Creatives coming into the industry today have a really tough job ahead of them. In a competitive market it’s difficult to get into the leading creative jobs and agencies around the world, and with many of them sending mixed messages with regards to their preference of multi skilled applicants or specialists – creatives are feeling utterly confused.
The Cogs team, now established in 4 countries, see this challenge daily when they meet and advise creatives on their careers, so we’ve asked for their expert opinion on the subject. Today we talk to Asia and ask whether a multiplicity of skills is better than a specialism?
Damien Bell, Director Cogs Hong Kong and Greater China
“When you are starting out in your creative career it’s advantageous to build foundational skills across the entire creative process. This will allow you to better understand the various disciplines that contribute to conceptualization and delivery of creative solutions and the end-to-end creative process. However, you can specialize at any point in your career if you choose to do so.
What’s most important is understanding what you, as a creative and a professional, desire and what type of organization has the business model, product or scope of services that will enable you to fulfill your creative prowess.
Some businesses have a specialised service offerings or product(s) that required a more niche skill set. Others have a broader repertoire which may benefit from housing those with more diverse attributes and greater adaptability.
The key is to try to better understand what you want, what’s on offer and how best to build a skills base and knowledge that will give you a platform for success. Hong Kong (much like other major economic markets) has a multitude of agency and client-side models that sits across all the core sector verticals. In essence it can cater for specialists, hybrid’s and generalists alike.
On a final note I would add that while we would all like to work in an environment where we can pick and choose what we do on a day-to-day basis I’d advise you to be realistic. Not every project is going to be as creative as you’d like it to be. Not every task equally as fun or enjoyable. Every business has commercial needs and this can often mean you have to sometimes do the dirty work to meet them.”
Fanny Yap, Consultant, Cogs Singapore
“Since creatives now have access to a mirage of open source tools and information, which otherwise would have been completely out of reach years ago, many ‘self-taught’ hybrids have emerged. Whether or not that attributes to a preference in employers to hire them, it’s still subjective to each company’s needs.
One observation is that as creatives move up the career ladder, starting out as a hybrid or ‘tribrid’ has its clear advantages, then as they get into more leadership type roles and become mentors in their own right, specializing in specific practices adds value to their position.
In Singapore especially, mentorship is a big deal. Most ‘fresh out of school’ creatives already know how code works, and some can even create code as well as design, but those that want to excel in one area may often lack a mentor to help build their core expertise.
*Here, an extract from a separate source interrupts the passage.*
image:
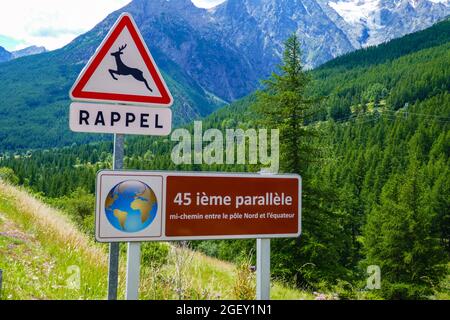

No matter what path to success is deemed better, I believe that a true creative should pursue what they want to be good in and put all their effort into sustaining that passion. If you do what you do, because it feeds your creative hunger – you will be great at it. The icing on the cake comes when working means doing what you enjoy and getting paid for it. It doesn’t happen for everybody sure, but if you’re clear on what you want and pursue that relentlessly, who said there can’t be a win-win situation?”
Asia is a growing market, so competition is hot but the opportunities are there. It seems being cross-disciplinary is always going to make you an attractive candidate at the outset and being able to collaborative skills is important. That being said, if you have a clear passion for one area of creative, go with your instinct and be persistent with your goals and become a specialist.
Ultimately if you set out with a strong understanding of exactly what you want to achieve, what your real passions are and where you want to be – you will achieve success, not matter what path you take to get there.